GIZ está trabajando por encargo del Ministerio de Medio Ambiente Alemán (BMUB), junto al Ministerio de Energía como contraparte principal en Chile, en la promoción de energías renovables y la eficiencia energética desde hace varios años en el país.

Para Rainer Schroeer, director del Programa de Energías Renovables y Eficiencia Energética de GIZ en Chile, la institución puede aportar con la experiencia de Alemania en el desarrollo de aplicaciones con hidrógeno, especialmente en el campo del transporte, así como también en el almacenamiento energético. “Continuaremos creando espacios de discusión técnica como esta conferencia, apoyando proyectos demostrativos y difundiendo casos de éxito, que ayuden a adoptar más rápidamente tecnologías, que pensamos, pueden tener cabida en el país, especialmente con las favorables condiciones de generación limpia que cuenta Chile”, puntualizó.

La revolución del hidrógeno

El potencial solar del país, con niveles de radiación que alcanzan los 2.500 kWh/m2 al año y 3.000 horas promedio de sol en el Salar de Atacama, la producción de litio y contar con el mayor distrito minero metálico del globo, son algunas de las ventajas que Chile puede aprovechar para desarrollar una nueva economía industrial-minera en la zona norte, basada en energías limpias, con procesos innovadores, rentables y con baja huella de carbono, para abastecer los mercados de destino cada vez más exigentes.

La minería, en su conjunto, constituye uno de los sectores económicos más importantes del país, aportando actualmente en forma directa casi 12% al PIB chileno. A su vez, la minería tiene un alto consumo de combustibles: 78.000 TJ de diésel anuales, de los cuales casi el 88% corresponde a consumo en transporte en la mina rajo abierto. Este consumo de combustible trae consigo la generación de gases efecto invernadero (GEI), a los cuales se les considera causantes del fenómeno de calentamiento global.

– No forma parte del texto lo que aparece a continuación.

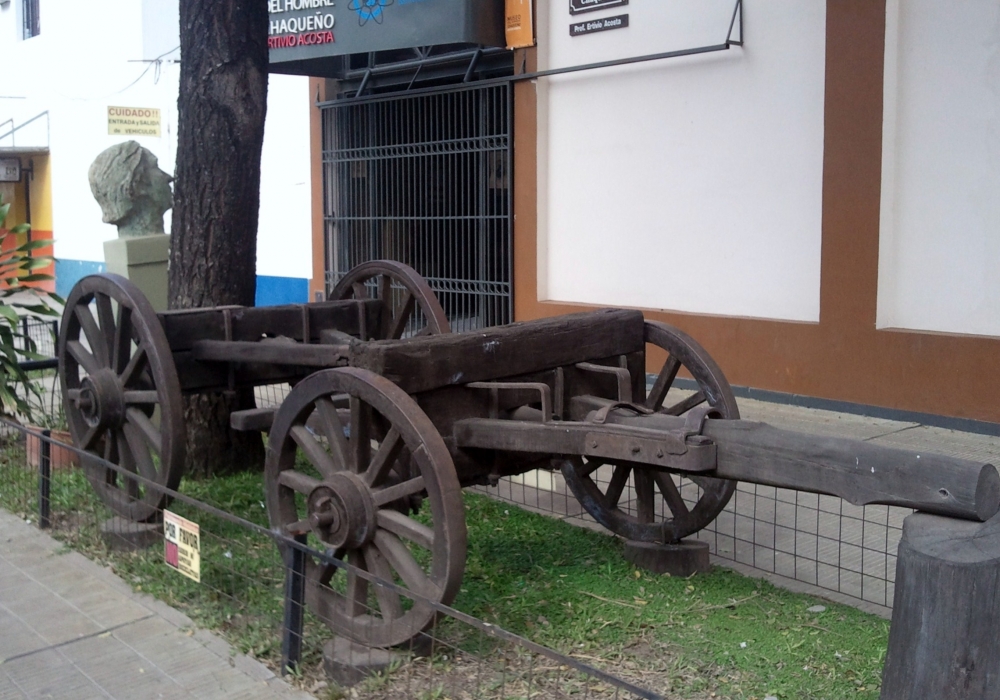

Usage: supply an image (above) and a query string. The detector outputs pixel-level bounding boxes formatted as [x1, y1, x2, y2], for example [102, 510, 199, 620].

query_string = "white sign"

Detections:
[108, 107, 160, 136]
[163, 510, 201, 583]
[0, 158, 21, 182]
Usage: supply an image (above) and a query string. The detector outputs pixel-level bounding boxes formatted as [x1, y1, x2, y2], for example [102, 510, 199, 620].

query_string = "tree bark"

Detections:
[169, 0, 268, 475]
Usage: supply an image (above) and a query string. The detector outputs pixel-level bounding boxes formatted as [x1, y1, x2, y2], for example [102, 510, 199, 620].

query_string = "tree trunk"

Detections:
[881, 513, 1000, 700]
[170, 0, 268, 475]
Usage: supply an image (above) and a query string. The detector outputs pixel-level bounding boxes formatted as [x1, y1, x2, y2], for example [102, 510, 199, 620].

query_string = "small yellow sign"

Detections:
[108, 107, 160, 136]
[504, 0, 535, 49]
[163, 510, 201, 583]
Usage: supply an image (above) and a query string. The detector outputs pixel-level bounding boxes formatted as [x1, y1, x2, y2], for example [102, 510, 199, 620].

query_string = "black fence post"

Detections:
[281, 535, 306, 675]
[38, 430, 52, 528]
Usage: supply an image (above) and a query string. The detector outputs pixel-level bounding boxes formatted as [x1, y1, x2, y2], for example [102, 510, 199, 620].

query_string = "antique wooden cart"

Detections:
[60, 261, 1000, 646]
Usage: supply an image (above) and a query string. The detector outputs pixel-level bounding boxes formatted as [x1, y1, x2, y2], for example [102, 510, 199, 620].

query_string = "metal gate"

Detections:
[322, 82, 513, 331]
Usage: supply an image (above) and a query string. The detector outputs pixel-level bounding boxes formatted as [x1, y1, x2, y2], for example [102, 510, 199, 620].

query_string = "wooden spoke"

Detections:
[653, 472, 690, 518]
[605, 464, 632, 508]
[646, 356, 681, 411]
[316, 398, 351, 471]
[289, 425, 340, 478]
[361, 428, 403, 486]
[372, 476, 425, 508]
[80, 425, 101, 450]
[94, 292, 115, 368]
[285, 518, 312, 537]
[365, 545, 403, 620]
[104, 430, 118, 463]
[345, 549, 368, 617]
[66, 340, 101, 375]
[632, 469, 656, 523]
[666, 391, 706, 416]
[378, 275, 392, 310]
[123, 389, 160, 404]
[278, 469, 320, 496]
[350, 396, 372, 474]
[118, 345, 147, 386]
[73, 304, 108, 367]
[117, 430, 139, 500]
[577, 457, 604, 477]
[111, 304, 132, 372]
[122, 423, 157, 483]
[374, 530, 437, 597]
[386, 290, 417, 340]
[125, 408, 163, 453]
[378, 509, 434, 550]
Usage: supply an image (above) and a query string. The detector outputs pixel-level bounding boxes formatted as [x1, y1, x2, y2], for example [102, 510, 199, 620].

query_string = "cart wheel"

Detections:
[59, 274, 185, 521]
[562, 321, 740, 542]
[264, 367, 466, 647]
[330, 260, 451, 340]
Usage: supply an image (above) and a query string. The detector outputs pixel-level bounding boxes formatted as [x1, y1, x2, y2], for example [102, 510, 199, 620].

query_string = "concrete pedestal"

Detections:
[101, 516, 163, 552]
[624, 540, 711, 576]
[323, 637, 407, 688]
[104, 233, 170, 311]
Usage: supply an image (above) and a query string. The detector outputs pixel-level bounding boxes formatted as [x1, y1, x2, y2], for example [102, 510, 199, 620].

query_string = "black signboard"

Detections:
[569, 0, 628, 15]
[267, 0, 506, 77]
[569, 15, 628, 36]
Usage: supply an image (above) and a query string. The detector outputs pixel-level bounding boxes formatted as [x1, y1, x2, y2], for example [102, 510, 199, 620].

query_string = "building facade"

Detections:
[300, 0, 1000, 432]
[0, 0, 315, 304]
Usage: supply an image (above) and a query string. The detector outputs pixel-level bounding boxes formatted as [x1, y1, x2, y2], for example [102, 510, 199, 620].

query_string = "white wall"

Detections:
[538, 0, 826, 321]
[257, 75, 315, 277]
[0, 0, 312, 278]
[878, 0, 1000, 335]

“La lucha contra el cambio climático está generando un desarrollo tecnológico vertiginoso y eso se refleja en el boom que están teniendo las energías renovables, en lo que está ocurriendo con la electro-movilidad y la búsqueda de combustibles que sustituyan el petróleo y diésel”, indicó la gerente de Capacidades Tecnológicas de Corfo, Marcela Angulo.

Rodrigo Vásquez, asesor del Programa de Energía de GIZ, fue categórico en afirmar que “existe un alto consumo de diésel en la minería, por lo que la reducción de consumo de combustibles fósiles en este sector económico sería muy importante”.

Esta visión es apoyada por otro de los expositores, Martin Roeb, gerente del departamento de Hidrógeno del German Aerospace Center (DLR), quien asegura que: “La I+D en Europa y Japón tiene la intención de desarrollar, al 2020, una cartera de soluciones limpias, eficientes y asequibles que demuestren plenamente el potencial del hidrógeno como portador de energía producido a partir de recursos energéticos renovables. Las sinergias de estos procesos de producción de hidrógeno para usar el calor del proceso solar en la minería, la industria química y otras intensivas en energía, se hacen cada vez más evidentes”.

Para Markus Boehm, el hidrógeno es altamente versátil. “Por ejemplo, podemos utilizarlo como un portador de energía. Eso significa que podemos conducir turbinas con hidrógeno para producir electricidad, que luego fluye hacia nuestra red eléctrica normal. Eso es posible porque el hidrógeno es fácil de almacenar”, según afirmó el alemán.